Семь раз отмерь

Марина Ли

Моим дорогим читателям посвящается


Можете не верить, если не хотите, я никому ничего доказывать и рвать на груди тельняшку не стану, но началось все с любимой присказки моей мамы.

– Семь раз отмерь, один раз отрежь, Таиссия, – говорила она и ловким движением руки двигала по переносице очки в роговой оправе а-ля Катя Пушкарева (хотя, во времена моего детства это, скорее, были очки а-ля Людмила Прокофьевна).

– Семь раз отмерь, дочь! – неизменно повторяла она и грозно трясла указательным пальцем и сверкала ясными голубыми глазами из-за линз тех самых очков. – Ровно. Семь. Раз.

В общем, не знаю, как так получилось, но именно эти слова стали девизом всей моей жизни. Кто-то спросит меня, почему этот? Почему не «Никогда не отказывайтесь от своей мечты», как сказал Пауло Коэльо?
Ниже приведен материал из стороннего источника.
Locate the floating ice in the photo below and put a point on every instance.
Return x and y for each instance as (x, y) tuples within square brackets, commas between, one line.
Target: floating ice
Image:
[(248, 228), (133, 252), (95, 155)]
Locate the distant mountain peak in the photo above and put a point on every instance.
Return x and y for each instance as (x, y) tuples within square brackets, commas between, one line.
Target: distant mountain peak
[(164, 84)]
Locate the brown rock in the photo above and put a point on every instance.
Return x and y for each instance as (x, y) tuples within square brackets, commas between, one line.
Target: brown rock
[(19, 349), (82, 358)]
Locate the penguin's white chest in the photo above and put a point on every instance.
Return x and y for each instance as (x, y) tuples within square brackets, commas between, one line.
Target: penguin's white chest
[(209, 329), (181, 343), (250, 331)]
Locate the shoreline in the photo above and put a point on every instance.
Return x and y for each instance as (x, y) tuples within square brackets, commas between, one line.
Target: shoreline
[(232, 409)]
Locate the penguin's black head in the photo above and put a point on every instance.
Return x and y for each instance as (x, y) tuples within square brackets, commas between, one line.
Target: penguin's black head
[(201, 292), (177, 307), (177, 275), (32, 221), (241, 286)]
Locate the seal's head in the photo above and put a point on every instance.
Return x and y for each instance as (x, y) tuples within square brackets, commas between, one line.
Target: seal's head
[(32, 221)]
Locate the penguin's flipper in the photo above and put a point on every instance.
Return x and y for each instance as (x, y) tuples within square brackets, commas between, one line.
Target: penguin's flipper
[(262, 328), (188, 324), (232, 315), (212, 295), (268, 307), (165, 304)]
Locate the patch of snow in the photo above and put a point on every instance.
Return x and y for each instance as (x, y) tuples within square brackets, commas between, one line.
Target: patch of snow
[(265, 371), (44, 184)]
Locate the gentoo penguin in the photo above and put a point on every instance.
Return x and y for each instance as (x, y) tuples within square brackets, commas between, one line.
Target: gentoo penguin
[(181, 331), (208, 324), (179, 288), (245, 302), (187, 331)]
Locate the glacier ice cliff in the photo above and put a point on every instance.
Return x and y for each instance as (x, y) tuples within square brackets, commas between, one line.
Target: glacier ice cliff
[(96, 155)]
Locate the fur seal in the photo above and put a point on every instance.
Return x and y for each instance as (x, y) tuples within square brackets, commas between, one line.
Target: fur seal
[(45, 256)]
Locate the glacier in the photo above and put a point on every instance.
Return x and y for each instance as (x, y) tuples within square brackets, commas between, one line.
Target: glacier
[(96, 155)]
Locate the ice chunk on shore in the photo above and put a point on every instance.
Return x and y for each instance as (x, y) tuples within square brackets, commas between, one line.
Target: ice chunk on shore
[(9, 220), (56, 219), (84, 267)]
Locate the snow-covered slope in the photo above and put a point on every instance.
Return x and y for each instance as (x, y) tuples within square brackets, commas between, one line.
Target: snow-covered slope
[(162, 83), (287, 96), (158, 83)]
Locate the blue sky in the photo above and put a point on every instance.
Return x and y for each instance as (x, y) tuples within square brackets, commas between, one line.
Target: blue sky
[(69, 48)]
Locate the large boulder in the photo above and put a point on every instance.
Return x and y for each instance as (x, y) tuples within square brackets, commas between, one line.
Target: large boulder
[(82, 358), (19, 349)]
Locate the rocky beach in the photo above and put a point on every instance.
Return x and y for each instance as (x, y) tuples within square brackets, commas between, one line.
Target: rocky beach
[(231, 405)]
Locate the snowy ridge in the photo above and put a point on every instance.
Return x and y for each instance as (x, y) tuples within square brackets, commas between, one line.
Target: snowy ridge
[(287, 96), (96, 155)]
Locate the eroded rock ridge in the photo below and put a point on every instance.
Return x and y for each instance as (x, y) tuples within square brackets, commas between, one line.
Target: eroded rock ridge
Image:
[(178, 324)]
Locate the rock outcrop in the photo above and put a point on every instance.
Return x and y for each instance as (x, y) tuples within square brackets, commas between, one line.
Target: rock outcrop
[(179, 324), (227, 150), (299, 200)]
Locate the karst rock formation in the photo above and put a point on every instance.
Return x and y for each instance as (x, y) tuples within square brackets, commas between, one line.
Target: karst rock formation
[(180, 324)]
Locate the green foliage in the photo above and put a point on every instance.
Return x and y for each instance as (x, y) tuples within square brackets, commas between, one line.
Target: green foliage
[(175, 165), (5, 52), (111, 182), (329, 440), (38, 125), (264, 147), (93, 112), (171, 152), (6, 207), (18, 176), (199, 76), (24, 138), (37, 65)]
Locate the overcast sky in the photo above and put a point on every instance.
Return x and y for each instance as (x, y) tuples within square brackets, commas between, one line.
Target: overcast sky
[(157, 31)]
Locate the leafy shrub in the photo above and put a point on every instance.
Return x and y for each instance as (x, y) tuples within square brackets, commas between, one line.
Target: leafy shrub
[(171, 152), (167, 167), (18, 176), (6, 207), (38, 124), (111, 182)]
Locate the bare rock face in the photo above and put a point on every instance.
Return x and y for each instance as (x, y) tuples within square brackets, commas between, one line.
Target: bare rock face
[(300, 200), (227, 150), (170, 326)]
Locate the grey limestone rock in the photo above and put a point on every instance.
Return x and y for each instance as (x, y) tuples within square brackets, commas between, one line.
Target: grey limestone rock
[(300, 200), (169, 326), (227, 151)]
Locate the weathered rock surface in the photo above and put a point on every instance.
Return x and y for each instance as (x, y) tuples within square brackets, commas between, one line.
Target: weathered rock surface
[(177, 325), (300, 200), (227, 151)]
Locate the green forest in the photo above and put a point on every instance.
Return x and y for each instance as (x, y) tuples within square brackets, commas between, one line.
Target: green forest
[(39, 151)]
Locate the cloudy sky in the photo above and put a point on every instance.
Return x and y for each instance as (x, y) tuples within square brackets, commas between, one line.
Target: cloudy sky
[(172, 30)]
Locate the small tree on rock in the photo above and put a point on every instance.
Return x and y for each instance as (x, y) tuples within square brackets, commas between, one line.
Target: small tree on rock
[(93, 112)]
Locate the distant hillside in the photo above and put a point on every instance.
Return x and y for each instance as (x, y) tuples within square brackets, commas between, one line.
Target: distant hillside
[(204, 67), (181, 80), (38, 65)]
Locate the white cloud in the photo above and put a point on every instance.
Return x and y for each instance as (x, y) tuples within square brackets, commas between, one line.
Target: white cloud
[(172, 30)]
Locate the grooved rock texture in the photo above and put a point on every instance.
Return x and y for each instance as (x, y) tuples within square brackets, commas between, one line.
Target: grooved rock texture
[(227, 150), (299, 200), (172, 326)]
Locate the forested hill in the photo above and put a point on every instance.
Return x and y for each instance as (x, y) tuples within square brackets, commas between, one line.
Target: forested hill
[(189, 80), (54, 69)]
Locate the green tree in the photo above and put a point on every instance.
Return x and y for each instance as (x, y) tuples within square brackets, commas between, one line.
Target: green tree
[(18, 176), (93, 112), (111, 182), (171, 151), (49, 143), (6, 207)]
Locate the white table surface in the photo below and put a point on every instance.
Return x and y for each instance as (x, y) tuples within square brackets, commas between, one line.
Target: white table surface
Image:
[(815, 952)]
Или вот у Ричарда Баха тоже есть замечательная фраза, на самом деле их даже больше, но мне на душу прекрасно ложилась именно эта: «Чем выше летает чайка, тем дальше она видит». На худой конец Оскар Уайльд, тот еще пижон, что не мешало ему быть жутким симпатягой, сказал: «У меня непритязательный вкус – мне вполне довольно самого лучшего...»

И тут вдруг «Семь раз отмерь, один раз отрежь». Без изящества и тонкости и без какого-либо намека на романтику. Но в этом была вся я: предусмотрительная, благоразумная и осторожная, как сапер, за всю жизнь я не дала себе ни единого шанса на ошибку. При выборе университета, при сдаче экзаменов, в поисках партнера для счастливой семейной ячейки…

Чего уж теперь удивляться, что к своим тридцати восьми я наизмерялась до того, что жила в старой двухкомнатной хрущовке без мужика, но зато с Вибратором.

Вибратор – это, если кто-то успел обо мне подумать нехорошо (или хорошо, это смотря с какой стороны посмотреть) и тем самым беспрецедентно мне польстить, мой кот. Ну как мой? Котяра породы мейн-кун, здоровенный, как пони, наглый до очумения и ленивый до безобразия, достался мне в возрасте семи месяцев по наследству от младшего двоюродного брата, когда тот женился. Увы и ах, но у Натки, Серёгиной жены, внезапно обнаружилась аллергия на кошачью шерсть. И тут все вспомнили про меня. Ну, а чё? У старой девы уже есть своя квартира и сто три кактуса, не хватает только кота.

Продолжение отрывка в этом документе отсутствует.